Beijing Gives Up on Saudi Crude. The nominations of Chinese refiners for June-loading Saudi oil barrels have collapsed to a mere 10 million barrels, some 333,000 b/d, with consistently high formula prices leading to the lowest demand on record, with 2025 exports averaging 1.4 million b/d.  

India Rejects Russia’s Sanctioned LNG. India’s Modi government has declined Russia’s offer to sell it liquefied natural gas cargoes from sanctioned projects such as Arctic LNG 2 and Portovaya LNG, rejecting the Kunpeng tanker that was anchored in the country’s waters for several weeks.   

West African Is Doubling Down on Drilling. Equatorial Guinea’s oil ministry has announced it would be offering 13 oil blocks for upstream companies for direct negotiations, cancelling plans for a licensing round and seeking to replicate the success of its ConocoPhillips deal from late 2025. 

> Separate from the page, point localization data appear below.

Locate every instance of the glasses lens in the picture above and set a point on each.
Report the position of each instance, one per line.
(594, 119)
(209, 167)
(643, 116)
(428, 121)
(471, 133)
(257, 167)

IRGC Expands Its Claim of Hormuz Strait. The Islamic Revolutionary Guard has indicated it would expand its zone of control around the Strait of Hormuz, now claiming a ‘vast operational area’ 10 times wider than before the war, stretching all the way to Sirri Island, 250 km from the Hormuz.

Funds’ Bullish Appetite Pushes Copper Higher. Supply disruptions across the global mining landscape and strong hedge fund positioning have helped copper to hit a three-month peak, with the LME three-month contract touching $14,025 per tonne, up $1,000 per tonne from a week ago.